Timing That First Spoonful: Diabetes risk reflects when cereals enter infant diet

Precisely when babies first eat cereals may affect their odds of subsequently developing diabetes. Two studies suggest that giving cereals to diabetes-susceptible infants within 3 months of birth greatly enhances their risk for type 1 diabetes. One of these studies also concludes that waiting 7 months or more before introducing cereal carries similar risk. Other researchers say the intriguing new leads don’t yet warrant changes in baby-care guidelines.

For years, scientists have been investigating environmental factors that might contribute to autoimmune disorders having known genetic components. These include type 1 diabetes and celiac disease, an autoimmune response to the cereal protein gluten. Some research has linked diabetes risk to young infants’ consuming foods or formulas that contain proteins from cow’s milk (SN: 6/26/99, p. 404: https://www.sciencenews.org/sn_arc99/6_26_99/fob2.htm). Other studies have found no such association.

To explore whether the timing of food introduction contributes to the risk of developing type 1 diabetes or celiac disease, researchers followed 1,610 German babies who had a family history of type 1 diabetes. They tracked the children from birth to an average of 6.5 years of age, noting when they began to eat various foods and whether they developed certain antibodies that tend to precede the onset of each autoimmune disorder.
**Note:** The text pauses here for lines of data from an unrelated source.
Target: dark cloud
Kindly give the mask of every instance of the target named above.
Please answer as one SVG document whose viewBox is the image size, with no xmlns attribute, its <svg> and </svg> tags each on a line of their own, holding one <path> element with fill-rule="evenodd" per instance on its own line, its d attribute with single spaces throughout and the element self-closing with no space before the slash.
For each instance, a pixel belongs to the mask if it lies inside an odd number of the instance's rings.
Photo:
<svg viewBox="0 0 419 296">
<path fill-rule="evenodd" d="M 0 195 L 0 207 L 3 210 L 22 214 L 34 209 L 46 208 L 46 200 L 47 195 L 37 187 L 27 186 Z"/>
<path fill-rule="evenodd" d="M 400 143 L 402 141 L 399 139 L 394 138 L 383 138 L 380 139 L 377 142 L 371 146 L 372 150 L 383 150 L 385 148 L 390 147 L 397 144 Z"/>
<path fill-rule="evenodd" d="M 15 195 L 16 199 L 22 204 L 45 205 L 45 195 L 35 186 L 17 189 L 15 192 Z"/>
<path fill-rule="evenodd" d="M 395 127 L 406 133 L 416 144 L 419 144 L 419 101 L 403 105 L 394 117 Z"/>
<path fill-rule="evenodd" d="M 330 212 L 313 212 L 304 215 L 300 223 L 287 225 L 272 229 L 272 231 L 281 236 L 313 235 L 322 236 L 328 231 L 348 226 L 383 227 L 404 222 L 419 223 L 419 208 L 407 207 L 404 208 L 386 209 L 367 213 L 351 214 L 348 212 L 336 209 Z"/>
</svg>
Infants who ate gluten before the age of 3 months were 5.2 times as likely to develop diabetes-related antibodies as the other infants were, Anette-G. Ziegler of Hospital München-Schwabing in Munich, Germany, and her colleagues report in the Oct. 1 Journal of the American Medical Association. Their data indicate that neither dairy products nor foods that lack gluten affect diabetes risk and that celiac disease isn’t connected to specific foods in a child’s early diet.

Meanwhile, Jill M. Norris of the University of Colorado Health Sciences Center in Denver and her colleagues focused on type 1 diabetes risk. They followed 1,183 children whose genes or family history placed them at high risk of developing the disease.

As did the European researchers, Norris and her colleagues found that diabetes-associated antibodies are unrelated to the start of dairy consumption. They also conclude that the antibodies appear more frequently in infants who consume cereals before 3 months of age than in those who first eat cereals between 3 and 7 months of age. The groups differed by a factor of 4.32. Risk for diabetes-linked antibodies didn’t depend on whether the cereals contained gluten.

Moreover, Norris and her coworkers say, children who are at least 7 months old when they first ingest cereals are 5.36 times as likely to show diabetes-linked antibodies as are those who start cereals during the 3-to-7-month window. The European team didn’t find this pattern in their own data.

The new findings should be regarded with “cautious interest,” says Mark Atkinson of the University of Florida in Gainesville. Beyond the data on the health effects of adding cereal to the infant diet at different times, he says, both studies undermine the purported link between diabetes and milk’s introduction. But an ongoing international effort to clarify the role of milk-based infant formulas in type 1 diabetes should continue, he says.

The lead researcher of that study, Mikael Knip of the University of Helsinki in Finland, says, “My view is that early introduction of complex foreign proteins [from cereals or from cow’s milk] probably increases the risk.” However, he points out that the strength of associations between specific dietary factors and type 1 diabetes may vary across populations.